Well-structured analysis combined with an engagement policy

A recognised expertise / Photo credit : Steffen Jagenburg

Extra-financial analysis forms the substance of responsible finance, assessing the quality of issuers' environmental, social and governance (ESG) policy. Underlying this approach is the conviction that the association of financial and general interest criteria can consolidate value creation. By taking into account the interests of all the stakeholders, it generates the confidence that is a prerequisite for success while limiting risks.

Extra-financial analysis is highly pragmatic: rather than judging any business sector, it analyses how, within a given sector, companies handle ESG opportunities and risks. Only the most advanced companies are selected: this is best-in-class analysis.

In order to round out this approach and encourage companies to adopt best practices, we have implemented an engagement policy. While voting at shareholders' General Meetings remains our main path of action, fostering dialogue “for influence” with companies on a regular basis is essential. 

When spurred by structured extra-financial analysis and a stronger engagement policy, competition among the best companies can become a source of progress.

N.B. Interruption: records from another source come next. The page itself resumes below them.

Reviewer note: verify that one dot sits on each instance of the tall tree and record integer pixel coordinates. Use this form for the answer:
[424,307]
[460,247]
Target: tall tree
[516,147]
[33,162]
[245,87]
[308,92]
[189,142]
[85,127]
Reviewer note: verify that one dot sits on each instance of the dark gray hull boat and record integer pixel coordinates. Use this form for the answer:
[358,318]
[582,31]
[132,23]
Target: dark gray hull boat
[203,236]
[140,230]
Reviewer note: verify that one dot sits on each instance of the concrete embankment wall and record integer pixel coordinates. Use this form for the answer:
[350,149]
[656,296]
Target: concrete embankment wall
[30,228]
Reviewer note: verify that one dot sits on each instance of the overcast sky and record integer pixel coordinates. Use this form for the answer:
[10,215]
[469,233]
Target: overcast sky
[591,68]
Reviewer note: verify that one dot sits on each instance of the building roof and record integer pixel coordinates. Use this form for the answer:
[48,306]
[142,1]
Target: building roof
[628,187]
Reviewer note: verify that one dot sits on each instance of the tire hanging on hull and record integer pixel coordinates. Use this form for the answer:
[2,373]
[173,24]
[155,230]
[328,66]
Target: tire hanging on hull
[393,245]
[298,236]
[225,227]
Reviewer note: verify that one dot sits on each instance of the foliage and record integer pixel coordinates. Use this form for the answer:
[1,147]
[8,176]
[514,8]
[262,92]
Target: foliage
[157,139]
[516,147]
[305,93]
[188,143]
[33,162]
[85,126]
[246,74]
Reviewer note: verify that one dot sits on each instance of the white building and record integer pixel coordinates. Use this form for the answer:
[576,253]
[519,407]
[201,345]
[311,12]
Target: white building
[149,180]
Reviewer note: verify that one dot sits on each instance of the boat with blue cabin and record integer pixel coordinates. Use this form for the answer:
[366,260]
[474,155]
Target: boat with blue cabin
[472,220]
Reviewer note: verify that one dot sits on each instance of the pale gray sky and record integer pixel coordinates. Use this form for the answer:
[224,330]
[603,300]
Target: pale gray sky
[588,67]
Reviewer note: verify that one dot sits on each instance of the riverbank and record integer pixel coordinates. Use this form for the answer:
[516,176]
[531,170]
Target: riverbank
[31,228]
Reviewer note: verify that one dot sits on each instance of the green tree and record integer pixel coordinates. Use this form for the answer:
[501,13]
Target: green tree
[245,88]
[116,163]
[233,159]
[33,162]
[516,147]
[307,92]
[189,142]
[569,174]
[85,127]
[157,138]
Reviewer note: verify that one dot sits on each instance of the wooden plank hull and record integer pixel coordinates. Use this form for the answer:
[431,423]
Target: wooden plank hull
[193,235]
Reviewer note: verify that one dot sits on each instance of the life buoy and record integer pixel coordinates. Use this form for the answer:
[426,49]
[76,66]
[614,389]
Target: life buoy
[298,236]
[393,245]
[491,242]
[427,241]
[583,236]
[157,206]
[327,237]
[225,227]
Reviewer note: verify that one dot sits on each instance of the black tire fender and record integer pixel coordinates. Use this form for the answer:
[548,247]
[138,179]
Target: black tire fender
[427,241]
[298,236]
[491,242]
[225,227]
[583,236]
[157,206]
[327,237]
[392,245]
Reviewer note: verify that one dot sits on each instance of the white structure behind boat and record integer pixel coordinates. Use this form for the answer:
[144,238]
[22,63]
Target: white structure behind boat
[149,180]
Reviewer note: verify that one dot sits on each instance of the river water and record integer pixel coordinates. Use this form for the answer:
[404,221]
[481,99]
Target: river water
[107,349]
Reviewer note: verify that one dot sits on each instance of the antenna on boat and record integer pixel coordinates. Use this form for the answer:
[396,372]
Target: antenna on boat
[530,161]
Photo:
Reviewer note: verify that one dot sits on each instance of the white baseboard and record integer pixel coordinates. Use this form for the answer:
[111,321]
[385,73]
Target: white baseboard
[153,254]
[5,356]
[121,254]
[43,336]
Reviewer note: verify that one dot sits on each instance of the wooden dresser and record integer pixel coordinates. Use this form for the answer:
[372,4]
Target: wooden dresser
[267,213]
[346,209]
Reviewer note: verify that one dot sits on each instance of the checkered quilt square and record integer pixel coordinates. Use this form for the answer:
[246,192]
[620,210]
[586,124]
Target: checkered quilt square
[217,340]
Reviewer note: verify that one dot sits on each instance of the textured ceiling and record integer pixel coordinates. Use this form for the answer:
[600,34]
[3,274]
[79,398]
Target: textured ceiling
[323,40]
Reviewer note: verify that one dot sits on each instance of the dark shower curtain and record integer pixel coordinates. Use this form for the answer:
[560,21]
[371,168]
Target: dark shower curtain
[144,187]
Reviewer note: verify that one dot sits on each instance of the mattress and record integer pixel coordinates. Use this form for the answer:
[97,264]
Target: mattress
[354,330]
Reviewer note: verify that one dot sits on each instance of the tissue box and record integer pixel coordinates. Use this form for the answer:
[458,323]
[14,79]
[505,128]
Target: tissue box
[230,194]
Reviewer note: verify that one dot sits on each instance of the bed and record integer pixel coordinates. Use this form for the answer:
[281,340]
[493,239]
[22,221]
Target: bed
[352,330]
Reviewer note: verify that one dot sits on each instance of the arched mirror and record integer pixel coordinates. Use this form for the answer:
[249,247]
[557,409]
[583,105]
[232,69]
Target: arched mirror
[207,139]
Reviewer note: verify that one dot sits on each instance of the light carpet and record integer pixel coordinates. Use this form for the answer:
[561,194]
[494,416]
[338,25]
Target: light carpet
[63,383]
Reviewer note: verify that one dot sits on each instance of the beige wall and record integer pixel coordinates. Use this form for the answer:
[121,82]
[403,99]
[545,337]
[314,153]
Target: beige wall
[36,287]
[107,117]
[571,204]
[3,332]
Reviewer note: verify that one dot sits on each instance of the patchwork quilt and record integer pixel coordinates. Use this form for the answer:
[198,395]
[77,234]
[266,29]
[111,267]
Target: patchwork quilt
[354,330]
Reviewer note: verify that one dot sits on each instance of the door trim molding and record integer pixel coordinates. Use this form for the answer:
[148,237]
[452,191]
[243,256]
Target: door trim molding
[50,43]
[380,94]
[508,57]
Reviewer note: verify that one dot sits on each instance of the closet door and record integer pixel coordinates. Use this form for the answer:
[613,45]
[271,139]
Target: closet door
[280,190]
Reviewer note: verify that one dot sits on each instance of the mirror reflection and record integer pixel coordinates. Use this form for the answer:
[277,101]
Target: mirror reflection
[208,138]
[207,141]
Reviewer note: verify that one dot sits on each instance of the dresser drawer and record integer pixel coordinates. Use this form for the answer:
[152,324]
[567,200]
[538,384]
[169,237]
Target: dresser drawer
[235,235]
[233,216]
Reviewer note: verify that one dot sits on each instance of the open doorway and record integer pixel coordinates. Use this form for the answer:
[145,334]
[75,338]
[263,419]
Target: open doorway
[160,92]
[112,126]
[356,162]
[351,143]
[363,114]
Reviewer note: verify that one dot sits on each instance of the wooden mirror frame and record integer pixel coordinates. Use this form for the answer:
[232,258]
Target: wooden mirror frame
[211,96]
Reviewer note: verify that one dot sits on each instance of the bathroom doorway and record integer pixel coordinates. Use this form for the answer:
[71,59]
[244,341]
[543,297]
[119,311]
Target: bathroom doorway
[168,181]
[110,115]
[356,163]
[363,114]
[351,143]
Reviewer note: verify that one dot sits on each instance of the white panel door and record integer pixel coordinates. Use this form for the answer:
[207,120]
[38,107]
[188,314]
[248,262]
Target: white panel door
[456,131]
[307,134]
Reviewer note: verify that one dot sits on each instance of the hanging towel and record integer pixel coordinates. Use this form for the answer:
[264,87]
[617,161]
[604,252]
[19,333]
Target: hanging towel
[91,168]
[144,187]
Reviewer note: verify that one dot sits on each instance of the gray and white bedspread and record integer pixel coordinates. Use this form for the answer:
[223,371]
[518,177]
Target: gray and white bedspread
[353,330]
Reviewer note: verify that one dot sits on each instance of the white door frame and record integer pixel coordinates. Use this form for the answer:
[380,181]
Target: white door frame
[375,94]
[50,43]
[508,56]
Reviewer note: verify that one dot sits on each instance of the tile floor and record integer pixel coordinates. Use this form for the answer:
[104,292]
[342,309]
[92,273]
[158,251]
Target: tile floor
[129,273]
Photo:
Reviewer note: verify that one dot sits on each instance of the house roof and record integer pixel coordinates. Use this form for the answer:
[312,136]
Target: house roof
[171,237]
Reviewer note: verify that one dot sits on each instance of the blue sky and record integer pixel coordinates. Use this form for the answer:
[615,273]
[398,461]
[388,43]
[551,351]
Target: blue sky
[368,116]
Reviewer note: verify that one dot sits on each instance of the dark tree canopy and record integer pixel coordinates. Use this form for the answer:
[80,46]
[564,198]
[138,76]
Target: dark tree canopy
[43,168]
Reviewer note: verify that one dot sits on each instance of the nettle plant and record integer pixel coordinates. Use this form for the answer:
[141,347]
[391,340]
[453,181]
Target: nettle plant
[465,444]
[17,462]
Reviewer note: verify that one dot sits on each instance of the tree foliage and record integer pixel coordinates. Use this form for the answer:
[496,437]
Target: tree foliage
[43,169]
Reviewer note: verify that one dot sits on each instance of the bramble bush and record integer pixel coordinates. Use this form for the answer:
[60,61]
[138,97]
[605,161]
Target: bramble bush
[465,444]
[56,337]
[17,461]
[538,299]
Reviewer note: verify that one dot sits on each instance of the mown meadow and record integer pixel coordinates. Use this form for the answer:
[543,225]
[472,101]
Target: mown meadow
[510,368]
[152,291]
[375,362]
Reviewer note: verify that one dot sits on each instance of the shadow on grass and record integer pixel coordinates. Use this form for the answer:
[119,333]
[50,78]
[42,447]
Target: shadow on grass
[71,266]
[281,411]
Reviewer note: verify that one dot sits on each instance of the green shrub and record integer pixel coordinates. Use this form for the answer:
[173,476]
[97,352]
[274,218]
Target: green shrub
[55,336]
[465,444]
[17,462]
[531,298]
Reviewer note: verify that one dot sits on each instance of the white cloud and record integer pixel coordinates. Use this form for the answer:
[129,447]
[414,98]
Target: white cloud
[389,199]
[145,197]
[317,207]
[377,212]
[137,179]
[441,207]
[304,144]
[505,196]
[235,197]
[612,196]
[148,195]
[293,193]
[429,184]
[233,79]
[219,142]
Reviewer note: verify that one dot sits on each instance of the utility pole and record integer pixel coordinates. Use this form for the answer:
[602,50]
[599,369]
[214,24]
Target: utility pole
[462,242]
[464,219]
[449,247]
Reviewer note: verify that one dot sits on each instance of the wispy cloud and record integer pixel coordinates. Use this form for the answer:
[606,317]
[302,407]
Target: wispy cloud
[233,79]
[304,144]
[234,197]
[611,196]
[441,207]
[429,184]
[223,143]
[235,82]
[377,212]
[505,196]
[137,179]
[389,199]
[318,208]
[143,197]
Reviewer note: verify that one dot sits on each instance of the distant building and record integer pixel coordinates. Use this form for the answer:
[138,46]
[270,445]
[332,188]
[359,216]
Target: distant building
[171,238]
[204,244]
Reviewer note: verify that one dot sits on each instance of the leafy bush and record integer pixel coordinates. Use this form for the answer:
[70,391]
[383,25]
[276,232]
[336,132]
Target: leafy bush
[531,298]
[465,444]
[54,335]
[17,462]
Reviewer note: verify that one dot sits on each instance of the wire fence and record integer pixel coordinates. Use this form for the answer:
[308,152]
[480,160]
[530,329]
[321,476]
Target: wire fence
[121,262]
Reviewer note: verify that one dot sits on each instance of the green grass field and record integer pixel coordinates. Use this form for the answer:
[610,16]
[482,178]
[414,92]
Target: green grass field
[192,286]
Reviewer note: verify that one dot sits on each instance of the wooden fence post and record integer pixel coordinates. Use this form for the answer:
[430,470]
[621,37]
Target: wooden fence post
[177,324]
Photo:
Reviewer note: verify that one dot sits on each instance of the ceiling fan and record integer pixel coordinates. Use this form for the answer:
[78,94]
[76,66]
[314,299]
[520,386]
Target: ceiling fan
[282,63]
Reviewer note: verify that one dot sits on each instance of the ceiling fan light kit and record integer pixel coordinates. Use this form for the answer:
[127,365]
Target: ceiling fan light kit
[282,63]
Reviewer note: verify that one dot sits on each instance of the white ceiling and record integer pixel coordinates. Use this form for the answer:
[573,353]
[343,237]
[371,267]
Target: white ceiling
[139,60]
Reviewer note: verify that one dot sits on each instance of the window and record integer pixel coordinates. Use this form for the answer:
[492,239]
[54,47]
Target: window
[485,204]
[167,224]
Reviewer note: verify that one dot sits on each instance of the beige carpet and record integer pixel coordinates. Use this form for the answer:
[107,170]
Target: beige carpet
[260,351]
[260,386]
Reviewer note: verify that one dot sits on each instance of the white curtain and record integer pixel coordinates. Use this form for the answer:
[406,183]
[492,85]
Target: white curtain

We rely on significant resources:

  • 15 analysts dedicated to ESG issues (extra-financial analysis, quantitative research, corporate governance). The analysts meet with companies, contribute to defining Amundi Group's voting policy at General Meetings, initiate dialogue with companies and draft research protocols to assess the impact of ESG criteria on fund performance;
  • The analyses of partners:
    • ESG rating agencies, European and American, with a global reach
    • Entities specialising in given themes
    • Data providers on controversies
  • 1 distribution interface, available in real time in the fund managers' tools, giving them access to corporate and government issuers' extra-financial ratings alongside financial ratings;
Corporate analysis

We have perfected our own extra-financial analysis methodology. It is based on texts with a universal scope, like the United Nations Global Compact, the OECD's guiding principles on corporate governance, the International Labour Organization (ILO), etc.

We refer not only to companies' sector context, but also to their regional and legislative environment. Our analysis also factors in major issues such as climate change, child labour and transparency in business conduct.

Our internal reference values are comprised of 36 criteria:

  • 15 generic criteria, common to all companies whatever their business sector, for instance environmental strategy, human rights, transparent governance policy;
  • 21 sector-specific criteria, for instance access to drugs for the pharmaceuticals industry, responsible marketing for banks, green vehicles for the automotive sector.

Criteria are weighted according to the business sector. The greater the risk associated to a criterion, the greater the weight attributed to this criterion.

Our extra-financial analysis covers more than 4,000 issuers. The analysis results in a global extra-financial rating for the issuer on a scale from A (highest score) to G (lowest score). 

We have developed a specific ESG methodology for countries, known as CARe for Compliance, Actions and Results: 

Compliance”or commitment through signing and ratifying charters, treaties, conventions and directives: Kyoto Protocol, Convention on Cluster Munitions, etc.

Actions”or concrete and direct measures taken by countries, implementation of public spending policies for healthcare or education, etc.

Results”or indicators on which countries have no direct influence and which can measure their performance, e.g. CO2 emissions/inhabitant, waste/inhabitant, infant mortality rate, life expectancy, degree of press freedom.

The analysis results in a global extra-financial rating for the country on a scale from A (highest score) to G (lowest score).

CARe method
Our engagement policy

Our engagement policy is multifaceted: engagement for influence, collecting information for rating purposes, voting at general meetings and pre-meeting dialogue.

1.We conduct an engagement policy for influence on specific themes so as to encourage companies to adopt better practices.

2. In order to fine-tune the extra-financial ratings, analysts regularly stage meetings with companies that are important in our portfolios or in benchmark indices.

3. As early as 1996, Amundi implemented its own voting policy, updated every year, which includes environmental and social criteria. Pre-meeting dialogue consists in obtaining greater insight into issues submitted to the general meeting. It is a good way for Amundi to obtain additional commitments from companies, changes in practices or even the definitive rejection of certain types of resolutions.

We also support international collective shareholder initiatives* to induce public authorities to adopt incentive measures and encourage companies to improve their practices.

*Some international shareholder initiatives: Institutional Investors’ Group on Climate Change (IIGCC), Carbon Disclosure Project (CDP), Forest Footprint Disclosure Project, Water Disclosure Project, Access to Medicine Index, Access to Nutrition Index, UN Global Compact engagement on leaders & laggards, Extractive Industries Transparency Initiative (EITI).